Equinor, which had already suspended a $5 billion share buyback program, said it would postpone U.S. onshore drilling, where it has invested billions of dollars in recent years, as part of Wednesday’s plan.
The new measures will allow its operations to be cash-flow neutral in 2020 at an average oil price of around $25 per barrel, the company said in a statement.
“We are now taking actions to further strengthen our resilience in this situation,” CEO Eldar Saetre said.
Equinor maintained its planned cash dividend of $0.27 per share for the fourth quarter of 2019, but a spokesman said the board still had to decide on payouts for later quarters.
In the wake of the 2014-2016 oil price crash, Equinor offered shareholders an option to receive the dividend in newly issued shares at a discount instead of cash. This ended in 2017.
Oslo-listed Equinor’s shares were up 5.8% at 0921 GMT, slightly lagging a wider European oil and gas index.

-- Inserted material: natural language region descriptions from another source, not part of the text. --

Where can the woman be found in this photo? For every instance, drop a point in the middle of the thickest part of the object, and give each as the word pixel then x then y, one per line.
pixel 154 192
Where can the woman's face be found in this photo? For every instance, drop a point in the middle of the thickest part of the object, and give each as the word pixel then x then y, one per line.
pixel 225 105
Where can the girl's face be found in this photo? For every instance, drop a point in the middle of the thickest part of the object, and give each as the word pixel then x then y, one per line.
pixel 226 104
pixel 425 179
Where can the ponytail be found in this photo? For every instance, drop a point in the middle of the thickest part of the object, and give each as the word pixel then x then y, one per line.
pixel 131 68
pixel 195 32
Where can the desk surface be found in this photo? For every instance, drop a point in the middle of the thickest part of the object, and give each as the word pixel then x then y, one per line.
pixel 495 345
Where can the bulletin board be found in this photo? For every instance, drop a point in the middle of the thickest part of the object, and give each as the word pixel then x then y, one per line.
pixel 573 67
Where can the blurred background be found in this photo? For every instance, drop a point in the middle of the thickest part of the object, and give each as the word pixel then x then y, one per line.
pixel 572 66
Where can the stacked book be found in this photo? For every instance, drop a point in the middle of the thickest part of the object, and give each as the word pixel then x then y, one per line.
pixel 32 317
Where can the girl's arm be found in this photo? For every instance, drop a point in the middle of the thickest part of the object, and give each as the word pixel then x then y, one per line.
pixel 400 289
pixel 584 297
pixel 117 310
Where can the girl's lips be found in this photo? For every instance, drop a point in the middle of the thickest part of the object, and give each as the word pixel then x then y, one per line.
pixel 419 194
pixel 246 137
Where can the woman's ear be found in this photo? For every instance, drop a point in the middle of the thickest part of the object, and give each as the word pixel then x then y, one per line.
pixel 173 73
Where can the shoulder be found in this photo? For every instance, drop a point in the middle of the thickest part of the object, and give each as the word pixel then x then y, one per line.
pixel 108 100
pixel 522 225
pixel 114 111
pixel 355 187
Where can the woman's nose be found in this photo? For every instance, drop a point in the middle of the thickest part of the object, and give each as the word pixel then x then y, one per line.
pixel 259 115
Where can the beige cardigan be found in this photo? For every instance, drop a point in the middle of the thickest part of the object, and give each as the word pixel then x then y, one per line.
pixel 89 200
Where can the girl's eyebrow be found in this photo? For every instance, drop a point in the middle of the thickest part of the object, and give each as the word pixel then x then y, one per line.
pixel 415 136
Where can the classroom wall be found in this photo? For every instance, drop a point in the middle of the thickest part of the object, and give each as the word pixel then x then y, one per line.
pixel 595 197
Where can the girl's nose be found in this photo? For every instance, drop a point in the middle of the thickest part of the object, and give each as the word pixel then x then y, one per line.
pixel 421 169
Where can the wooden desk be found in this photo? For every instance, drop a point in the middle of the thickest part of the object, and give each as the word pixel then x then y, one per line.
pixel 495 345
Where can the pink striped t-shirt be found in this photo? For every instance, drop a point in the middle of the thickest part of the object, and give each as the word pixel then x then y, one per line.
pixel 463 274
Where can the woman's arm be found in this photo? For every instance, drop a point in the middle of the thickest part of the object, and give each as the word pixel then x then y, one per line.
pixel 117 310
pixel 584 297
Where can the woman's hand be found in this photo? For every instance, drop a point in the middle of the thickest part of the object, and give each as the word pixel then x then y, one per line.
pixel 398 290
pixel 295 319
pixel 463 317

Global oil benchmark Brent is trading at around $28 per barrel, up 2% for the day but down more than 50% this year on falling demand and an expected surge in output.
Equinor said it will cut capital expenditure for 2020 to around $8.5 billion from last month’s $10 to $11 billion goal.
Exploration spending will fall to $1 billion from a planned $1.4 billion, while operating costs will be cut by around $700 million compared to original estimates.
A planned increase in renewable energy investments would go ahead, however, the spokesman said.
Equinor, which reported the world’s first coronavirus case at an offshore platform in Norway, said it had taken measures to contain its spread.
The company said it had maintained its production and the spokesman said there was no change to its output forecast.
In February, Equinor said it expected 2020 oil and gas output to increase by around 7% from a year ago, mainly due to the ramp-up of its giant Johan Sverdrup oilfield, and to have annual average growth of around 3% from 2019 to 2026.
Oslo-based brokerage Sparebank 1 Markets, however, said the spending cuts could hit Equinor’s long-term output.
“There will be a negative change to U.S. onshore and other non-sanctioned production,” it said in client note.